Erfreulicherweise gewann ich mit meinem Konzept den Digitalisierungs-Wettbewerb. Dennoch hatte ich etwas Sorge. In einem Berliner Krankenhaus war einige Zeit zuvor die Digitalisierung der Kurven gescheitert. Die Erprobung der digitalen Kurven war so kompliziert und aufwändig, dass ein beteiligter Oberarzt über den Flur schrie: “Was soll das hier alles mit den digitalen Kurven? Wenn ich eine Anordnung machen will, dann sage ich das Schwester Domi und die macht das dann!” Dann wurde das Projekt „Digitale Kurve“ dort beendet. Die Belegschaft war dagegen.
Digitalisierung verlangt ein bisschen Gehirntraining für die Beteiligten, die sich Mühe geben müssen, sich neu einzudenken. Auch in meinem Team gab es Zweifler an der Digitalisierung. Es bedurfte vieler Gespräche. Ich hatte die Hoffnung, dass der Aufwand, den wir betreiben würden, uns die Arbeit nachhaltig erleichtern würde. In der Vorbereitungsphase von etwa einem dreiviertel Jahr habe ich immer wiederholt: Das wird uns die Arbeit erleichtern. Anfangs wird es ganz schwer für uns alle, wir haben acht bis zwölf schlimme Wochen vor uns. Und danach wird es richtig gut. Dieses Mantra hat uns durch die Zeit geholfen.

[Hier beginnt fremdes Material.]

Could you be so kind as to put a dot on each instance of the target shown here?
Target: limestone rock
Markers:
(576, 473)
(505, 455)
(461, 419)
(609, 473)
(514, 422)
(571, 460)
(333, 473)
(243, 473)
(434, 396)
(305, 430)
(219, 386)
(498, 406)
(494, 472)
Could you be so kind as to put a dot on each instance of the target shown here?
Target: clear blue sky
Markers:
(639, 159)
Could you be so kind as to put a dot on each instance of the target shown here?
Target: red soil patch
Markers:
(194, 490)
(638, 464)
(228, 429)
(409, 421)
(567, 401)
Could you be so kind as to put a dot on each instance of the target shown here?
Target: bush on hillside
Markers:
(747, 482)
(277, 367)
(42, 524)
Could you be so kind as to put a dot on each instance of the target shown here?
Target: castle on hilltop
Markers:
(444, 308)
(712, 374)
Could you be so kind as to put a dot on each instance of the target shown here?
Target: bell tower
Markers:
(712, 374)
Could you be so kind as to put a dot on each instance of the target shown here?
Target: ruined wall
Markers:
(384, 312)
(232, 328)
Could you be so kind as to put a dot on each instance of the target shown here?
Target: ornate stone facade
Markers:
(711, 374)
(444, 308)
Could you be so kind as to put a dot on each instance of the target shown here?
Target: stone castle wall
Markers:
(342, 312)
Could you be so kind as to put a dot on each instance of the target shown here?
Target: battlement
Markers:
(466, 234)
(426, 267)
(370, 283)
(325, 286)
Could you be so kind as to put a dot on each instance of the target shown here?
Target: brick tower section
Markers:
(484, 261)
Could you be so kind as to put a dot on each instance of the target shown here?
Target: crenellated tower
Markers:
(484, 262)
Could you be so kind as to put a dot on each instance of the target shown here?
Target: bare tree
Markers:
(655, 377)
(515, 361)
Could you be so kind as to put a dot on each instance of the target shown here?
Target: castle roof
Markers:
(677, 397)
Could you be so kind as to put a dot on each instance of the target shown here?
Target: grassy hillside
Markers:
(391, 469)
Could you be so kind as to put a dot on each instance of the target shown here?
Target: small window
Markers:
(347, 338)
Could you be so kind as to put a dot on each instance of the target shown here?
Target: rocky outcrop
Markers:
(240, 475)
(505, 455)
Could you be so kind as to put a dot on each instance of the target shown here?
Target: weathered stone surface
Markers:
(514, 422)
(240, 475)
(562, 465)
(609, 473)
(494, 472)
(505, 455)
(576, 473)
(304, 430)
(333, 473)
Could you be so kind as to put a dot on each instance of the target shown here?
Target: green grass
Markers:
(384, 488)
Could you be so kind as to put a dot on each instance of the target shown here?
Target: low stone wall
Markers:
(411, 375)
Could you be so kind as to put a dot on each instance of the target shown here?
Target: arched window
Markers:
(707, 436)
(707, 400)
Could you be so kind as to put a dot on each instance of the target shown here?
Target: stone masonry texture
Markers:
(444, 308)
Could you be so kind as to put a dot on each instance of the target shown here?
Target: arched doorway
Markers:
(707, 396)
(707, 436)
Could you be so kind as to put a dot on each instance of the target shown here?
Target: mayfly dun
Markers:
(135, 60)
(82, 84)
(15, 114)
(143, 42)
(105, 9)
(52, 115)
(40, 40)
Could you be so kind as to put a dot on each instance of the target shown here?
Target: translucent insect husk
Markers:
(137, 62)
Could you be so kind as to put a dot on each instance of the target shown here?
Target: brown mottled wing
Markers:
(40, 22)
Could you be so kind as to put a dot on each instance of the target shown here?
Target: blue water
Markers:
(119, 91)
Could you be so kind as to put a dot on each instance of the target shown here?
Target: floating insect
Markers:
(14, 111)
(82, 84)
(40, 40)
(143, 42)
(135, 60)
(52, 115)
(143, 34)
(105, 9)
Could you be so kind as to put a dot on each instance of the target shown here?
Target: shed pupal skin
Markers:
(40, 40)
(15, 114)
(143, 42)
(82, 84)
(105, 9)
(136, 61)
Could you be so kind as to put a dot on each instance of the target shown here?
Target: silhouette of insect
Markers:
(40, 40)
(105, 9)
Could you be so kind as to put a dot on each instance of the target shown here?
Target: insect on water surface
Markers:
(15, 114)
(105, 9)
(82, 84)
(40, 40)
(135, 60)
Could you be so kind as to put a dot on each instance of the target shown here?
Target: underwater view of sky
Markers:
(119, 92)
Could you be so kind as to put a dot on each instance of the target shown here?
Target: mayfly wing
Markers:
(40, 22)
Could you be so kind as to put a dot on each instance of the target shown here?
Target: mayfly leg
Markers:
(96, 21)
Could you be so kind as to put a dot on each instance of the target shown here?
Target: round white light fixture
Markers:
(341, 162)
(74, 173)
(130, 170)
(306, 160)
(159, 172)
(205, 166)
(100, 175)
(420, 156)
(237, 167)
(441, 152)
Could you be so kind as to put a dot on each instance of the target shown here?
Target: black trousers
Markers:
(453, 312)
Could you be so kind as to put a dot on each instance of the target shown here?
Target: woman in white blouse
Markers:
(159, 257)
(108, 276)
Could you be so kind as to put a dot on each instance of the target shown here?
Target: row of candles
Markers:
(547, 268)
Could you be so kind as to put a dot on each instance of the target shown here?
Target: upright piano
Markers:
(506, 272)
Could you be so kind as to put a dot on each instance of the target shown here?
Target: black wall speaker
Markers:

Wir digitalisierten weite Teile unserer Klinikstruktur - und es wurde gar nicht so schlimm wie befürchtet! Anstrengend war es trotzdem. Und jetzt will es niemand mehr anders. Sogar die Kritiker, die einstigen Skeptiker, sagen inzwischen: Gottseidank haben wir das so gemacht, es ist gar nicht mehr vorstellbar, dass wir ohne Digitalisierung der Prozesse arbeiten konnten.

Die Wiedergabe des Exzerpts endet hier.